The OIG concluded that such routine waiver of costsharing amounts may constitute prohibited remuneration to induce referrals, finding that under the proposed arrangement, the municipalities would be effectuating a routine waiver of cost-sharing amounts by (1) requiring the ambulance provider to bill residents “insurance only” and (2) not paying owed cost-sharing amounts on their residents’ behalf.

Advisory Opinion No. 12-11 versus Advisory Opinion No. 99-1

In its analysis, the OIG noted that in Advisory Opinion 99-1 (January 27, 1999), it had reviewed the waiver of copayments and deductibles by an entity that provided back-up emergency ambulance services in situations where no volunteer first aid squad was available to respond. In Advisory Opinion 99-1, the OIG found the arrangement did not violate the federal Anti-kickback Statute, because in that situation, the volunteer first aid squad was the primary provider of ambulance services at all times, with the private ambulance provider only providing back-up services in isolated and unanticipated circumstances, not on a scheduled basis.

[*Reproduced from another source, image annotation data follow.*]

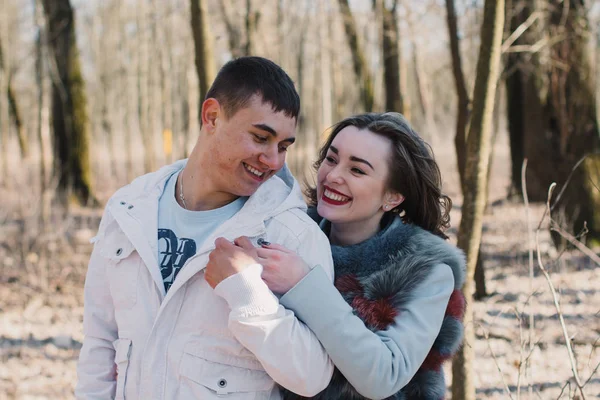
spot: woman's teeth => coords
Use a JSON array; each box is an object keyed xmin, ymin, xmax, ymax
[
  {"xmin": 244, "ymin": 164, "xmax": 265, "ymax": 177},
  {"xmin": 323, "ymin": 189, "xmax": 350, "ymax": 201}
]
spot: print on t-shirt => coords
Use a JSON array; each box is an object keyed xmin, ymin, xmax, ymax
[{"xmin": 158, "ymin": 229, "xmax": 196, "ymax": 292}]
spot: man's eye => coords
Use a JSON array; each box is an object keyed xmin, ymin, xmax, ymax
[{"xmin": 253, "ymin": 133, "xmax": 269, "ymax": 143}]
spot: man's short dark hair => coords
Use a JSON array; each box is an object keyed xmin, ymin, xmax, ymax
[{"xmin": 205, "ymin": 57, "xmax": 300, "ymax": 121}]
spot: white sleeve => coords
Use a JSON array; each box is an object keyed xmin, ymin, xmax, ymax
[
  {"xmin": 281, "ymin": 264, "xmax": 454, "ymax": 399},
  {"xmin": 215, "ymin": 224, "xmax": 333, "ymax": 397},
  {"xmin": 75, "ymin": 217, "xmax": 117, "ymax": 400}
]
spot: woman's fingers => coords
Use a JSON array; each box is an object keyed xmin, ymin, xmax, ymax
[
  {"xmin": 233, "ymin": 236, "xmax": 254, "ymax": 250},
  {"xmin": 256, "ymin": 246, "xmax": 283, "ymax": 259},
  {"xmin": 262, "ymin": 243, "xmax": 293, "ymax": 253}
]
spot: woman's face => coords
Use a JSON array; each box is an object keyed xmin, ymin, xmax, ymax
[{"xmin": 317, "ymin": 126, "xmax": 401, "ymax": 226}]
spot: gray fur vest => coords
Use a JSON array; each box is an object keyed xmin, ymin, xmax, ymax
[{"xmin": 284, "ymin": 214, "xmax": 466, "ymax": 400}]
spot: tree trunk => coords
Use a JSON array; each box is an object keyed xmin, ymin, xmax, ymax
[
  {"xmin": 43, "ymin": 0, "xmax": 95, "ymax": 204},
  {"xmin": 410, "ymin": 37, "xmax": 432, "ymax": 126},
  {"xmin": 136, "ymin": 0, "xmax": 155, "ymax": 173},
  {"xmin": 315, "ymin": 2, "xmax": 333, "ymax": 131},
  {"xmin": 244, "ymin": 0, "xmax": 256, "ymax": 56},
  {"xmin": 446, "ymin": 0, "xmax": 491, "ymax": 299},
  {"xmin": 446, "ymin": 0, "xmax": 470, "ymax": 192},
  {"xmin": 338, "ymin": 0, "xmax": 375, "ymax": 111},
  {"xmin": 380, "ymin": 1, "xmax": 405, "ymax": 114},
  {"xmin": 191, "ymin": 0, "xmax": 215, "ymax": 123},
  {"xmin": 513, "ymin": 0, "xmax": 600, "ymax": 247},
  {"xmin": 0, "ymin": 32, "xmax": 28, "ymax": 158},
  {"xmin": 117, "ymin": 1, "xmax": 137, "ymax": 182},
  {"xmin": 217, "ymin": 0, "xmax": 244, "ymax": 58},
  {"xmin": 452, "ymin": 0, "xmax": 504, "ymax": 400},
  {"xmin": 504, "ymin": 0, "xmax": 528, "ymax": 198}
]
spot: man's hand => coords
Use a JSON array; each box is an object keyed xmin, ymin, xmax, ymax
[
  {"xmin": 257, "ymin": 243, "xmax": 310, "ymax": 294},
  {"xmin": 204, "ymin": 236, "xmax": 258, "ymax": 289}
]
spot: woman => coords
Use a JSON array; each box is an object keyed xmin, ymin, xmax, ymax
[{"xmin": 258, "ymin": 113, "xmax": 465, "ymax": 400}]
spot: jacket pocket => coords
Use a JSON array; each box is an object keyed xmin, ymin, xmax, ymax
[
  {"xmin": 101, "ymin": 232, "xmax": 142, "ymax": 309},
  {"xmin": 113, "ymin": 339, "xmax": 131, "ymax": 400},
  {"xmin": 178, "ymin": 352, "xmax": 275, "ymax": 400}
]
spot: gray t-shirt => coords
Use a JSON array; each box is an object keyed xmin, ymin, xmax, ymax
[{"xmin": 158, "ymin": 171, "xmax": 248, "ymax": 292}]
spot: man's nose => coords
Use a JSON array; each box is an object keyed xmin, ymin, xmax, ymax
[{"xmin": 258, "ymin": 146, "xmax": 285, "ymax": 170}]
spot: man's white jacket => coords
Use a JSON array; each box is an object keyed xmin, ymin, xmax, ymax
[{"xmin": 75, "ymin": 161, "xmax": 333, "ymax": 400}]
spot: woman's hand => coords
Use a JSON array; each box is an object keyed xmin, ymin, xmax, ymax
[{"xmin": 257, "ymin": 244, "xmax": 310, "ymax": 294}]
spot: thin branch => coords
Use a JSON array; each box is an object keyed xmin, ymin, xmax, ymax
[
  {"xmin": 502, "ymin": 11, "xmax": 542, "ymax": 53},
  {"xmin": 550, "ymin": 221, "xmax": 600, "ymax": 266},
  {"xmin": 521, "ymin": 158, "xmax": 535, "ymax": 394},
  {"xmin": 535, "ymin": 182, "xmax": 585, "ymax": 400},
  {"xmin": 550, "ymin": 153, "xmax": 599, "ymax": 211},
  {"xmin": 479, "ymin": 324, "xmax": 514, "ymax": 400},
  {"xmin": 583, "ymin": 362, "xmax": 600, "ymax": 386}
]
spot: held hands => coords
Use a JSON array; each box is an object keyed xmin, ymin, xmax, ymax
[
  {"xmin": 257, "ymin": 244, "xmax": 310, "ymax": 294},
  {"xmin": 204, "ymin": 236, "xmax": 310, "ymax": 294},
  {"xmin": 204, "ymin": 236, "xmax": 259, "ymax": 289}
]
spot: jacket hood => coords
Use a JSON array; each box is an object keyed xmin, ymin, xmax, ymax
[{"xmin": 111, "ymin": 159, "xmax": 306, "ymax": 221}]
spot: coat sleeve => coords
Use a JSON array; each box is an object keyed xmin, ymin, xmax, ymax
[
  {"xmin": 281, "ymin": 264, "xmax": 454, "ymax": 399},
  {"xmin": 75, "ymin": 214, "xmax": 117, "ymax": 400},
  {"xmin": 215, "ymin": 222, "xmax": 333, "ymax": 397}
]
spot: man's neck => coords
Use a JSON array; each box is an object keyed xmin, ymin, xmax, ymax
[{"xmin": 175, "ymin": 153, "xmax": 239, "ymax": 211}]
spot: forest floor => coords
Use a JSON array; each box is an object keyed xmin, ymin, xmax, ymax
[{"xmin": 0, "ymin": 136, "xmax": 600, "ymax": 400}]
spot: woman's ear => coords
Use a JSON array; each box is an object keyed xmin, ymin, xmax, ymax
[{"xmin": 384, "ymin": 192, "xmax": 404, "ymax": 210}]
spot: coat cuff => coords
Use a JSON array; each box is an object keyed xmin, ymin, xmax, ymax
[
  {"xmin": 215, "ymin": 264, "xmax": 279, "ymax": 317},
  {"xmin": 279, "ymin": 265, "xmax": 352, "ymax": 336}
]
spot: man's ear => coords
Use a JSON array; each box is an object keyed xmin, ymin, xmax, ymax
[
  {"xmin": 384, "ymin": 192, "xmax": 404, "ymax": 210},
  {"xmin": 200, "ymin": 97, "xmax": 223, "ymax": 132}
]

In comparing the two Advisory Opinions, the OIG found that the private ambulance provider discussed in Advisory Opinion No. 12-11 would be serving as the primary provider of ambulance services during designated time slots, rather than the volunteer ambulance squad. According to the OIG, the proposed arrangement to provide emergency services on a scheduled basis as the primary provider of emergency ambulance services, even if only part-time, distinguished the facts of the proposed arrangements from those discussed in Advisory Opinion No. 99-1.